Choosing a Research Questions & First Analysis

Choose a Research Question

In the remainder of the course we are going to continue using the dataset we have already begun to explore in class. The dataset of IEEE VIS publications is part of ongoing research and has just been made available to the world. You will be one of the first to dig into and explore this dataset, so there are still lots of interesting observations to make and tools to build.

The full dataset, and explanation about its variables, as well as some first simple visualizations can be found at the following url: http://www.vispubdata.org

In class we have already begun to discuss some interesting questions we may want to ask about this dataset - or tasks we may want to use the dataset for.

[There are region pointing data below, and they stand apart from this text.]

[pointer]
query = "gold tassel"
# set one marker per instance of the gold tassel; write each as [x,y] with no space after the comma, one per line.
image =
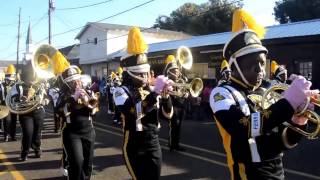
[136,43]
[170,59]
[274,67]
[224,65]
[60,63]
[243,20]
[10,69]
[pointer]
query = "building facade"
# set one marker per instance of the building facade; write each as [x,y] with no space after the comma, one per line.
[294,45]
[100,41]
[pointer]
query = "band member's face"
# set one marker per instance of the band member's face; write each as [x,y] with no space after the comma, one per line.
[227,75]
[253,67]
[9,82]
[174,74]
[283,77]
[138,82]
[75,84]
[151,73]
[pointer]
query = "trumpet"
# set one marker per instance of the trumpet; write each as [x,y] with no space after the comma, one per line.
[91,102]
[184,57]
[195,88]
[271,96]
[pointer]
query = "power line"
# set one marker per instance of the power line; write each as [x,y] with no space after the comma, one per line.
[117,14]
[216,7]
[22,22]
[80,7]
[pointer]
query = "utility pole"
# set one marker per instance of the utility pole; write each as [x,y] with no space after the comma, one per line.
[18,43]
[51,8]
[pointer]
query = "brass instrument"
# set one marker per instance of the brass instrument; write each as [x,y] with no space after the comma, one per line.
[184,57]
[29,103]
[4,111]
[91,101]
[43,62]
[195,88]
[271,96]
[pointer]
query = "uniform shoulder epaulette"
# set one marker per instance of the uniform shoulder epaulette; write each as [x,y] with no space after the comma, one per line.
[120,96]
[221,99]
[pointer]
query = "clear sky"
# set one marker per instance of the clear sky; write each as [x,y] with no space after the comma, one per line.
[73,19]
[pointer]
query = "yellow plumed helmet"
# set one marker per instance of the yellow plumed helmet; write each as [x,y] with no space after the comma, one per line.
[113,75]
[274,67]
[10,69]
[243,20]
[119,70]
[170,59]
[136,43]
[224,65]
[60,63]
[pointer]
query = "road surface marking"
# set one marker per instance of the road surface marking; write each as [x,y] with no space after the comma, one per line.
[311,176]
[10,167]
[166,141]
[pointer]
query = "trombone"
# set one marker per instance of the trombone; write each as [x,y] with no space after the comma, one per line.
[185,59]
[271,96]
[195,88]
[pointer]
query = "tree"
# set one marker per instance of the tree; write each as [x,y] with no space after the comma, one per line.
[211,17]
[296,10]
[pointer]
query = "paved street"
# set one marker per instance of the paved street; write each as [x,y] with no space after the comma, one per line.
[204,158]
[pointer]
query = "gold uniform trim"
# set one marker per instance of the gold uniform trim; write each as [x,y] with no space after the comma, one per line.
[226,138]
[125,154]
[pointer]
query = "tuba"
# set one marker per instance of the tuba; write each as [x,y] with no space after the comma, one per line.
[195,88]
[44,63]
[185,60]
[272,95]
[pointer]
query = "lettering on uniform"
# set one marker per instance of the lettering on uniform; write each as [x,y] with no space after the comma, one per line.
[255,124]
[218,97]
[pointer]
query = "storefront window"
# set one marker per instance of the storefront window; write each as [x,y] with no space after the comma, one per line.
[305,69]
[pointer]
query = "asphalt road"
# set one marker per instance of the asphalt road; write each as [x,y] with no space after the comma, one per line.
[204,158]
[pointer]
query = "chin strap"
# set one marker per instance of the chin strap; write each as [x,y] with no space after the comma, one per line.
[144,80]
[233,60]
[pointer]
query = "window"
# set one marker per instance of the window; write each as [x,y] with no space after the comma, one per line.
[305,69]
[199,70]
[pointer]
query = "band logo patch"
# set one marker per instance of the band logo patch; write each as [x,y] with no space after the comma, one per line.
[118,93]
[218,97]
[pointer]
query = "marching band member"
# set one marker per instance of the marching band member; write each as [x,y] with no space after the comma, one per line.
[172,71]
[9,122]
[254,140]
[109,90]
[278,74]
[225,72]
[140,107]
[116,83]
[54,93]
[78,133]
[31,122]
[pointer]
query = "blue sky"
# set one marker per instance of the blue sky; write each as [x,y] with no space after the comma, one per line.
[64,20]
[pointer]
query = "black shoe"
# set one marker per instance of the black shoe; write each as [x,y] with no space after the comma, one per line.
[23,157]
[37,154]
[179,148]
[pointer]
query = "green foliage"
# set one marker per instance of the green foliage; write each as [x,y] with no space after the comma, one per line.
[296,10]
[207,18]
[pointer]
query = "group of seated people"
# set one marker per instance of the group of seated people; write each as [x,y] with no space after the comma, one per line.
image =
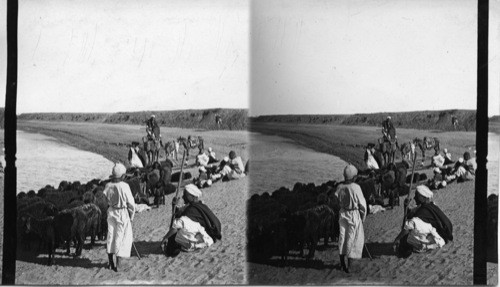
[462,170]
[230,167]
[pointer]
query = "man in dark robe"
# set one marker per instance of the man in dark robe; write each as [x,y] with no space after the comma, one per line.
[427,212]
[197,212]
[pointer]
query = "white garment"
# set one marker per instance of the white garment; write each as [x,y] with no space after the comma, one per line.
[121,201]
[422,235]
[135,161]
[202,159]
[438,160]
[352,214]
[190,234]
[238,170]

Your task is to now choose one of the tasks or higher-level questions that you are interested in and to prepare your first exploratory analysis into the data, keeping this question/task in mind. In the following I prepared a few sample tasks and questions that you can choose from. If you would like to ask/choose other questions, please contact your instructor to verify that you question is at the adequate level for this and the following assignments.

NOTE: in the following descriptions I talk only about papers of type "J" or "C" in the dataset. It is best to also restrict your analysis to these two types of paper.

Sample Research Questions

Supporting Peer-Review

Every paper in the dataset (of type "J" and "C") has undergone a process called peer-review (read the following wikipedia article for more details). This means that in order to get accepted at the IEEE VIS conference, the paper has been assigned to four reviewers all of which read the paper, gave comments, and gave it an accept or reject recommendation. The process of peer-review, however, is not without problems (see this Nature article or this JRSM paper). One of the challenges with peer-review is finding the right experts for a paper with a given topic. These experts have to have two main properties:

  • they need to be (very) knowledgeable about the topic of the paper. Knowledge about a topic, can, for example be established by looking at the past work of a reviewer -- their past papers and the topics of these papers. A knowledgeable reviewer is also typically one who has been active in the community by publishing papers for a few years (although it does sometimes happen that a PhD student with only 1-2 published papers can become a reviewer if they are sufficiently specialized).
  • they are not allowed to be in conflict with any of the authors of the paper. A conflict arises if a reviewer has co-authored a publications (with any of the authors of the paper subjected to peer review) within the last five years (there are also other sources of conflict such as joint grants, friendships, or supervisor-student relationships - that we will not consider here).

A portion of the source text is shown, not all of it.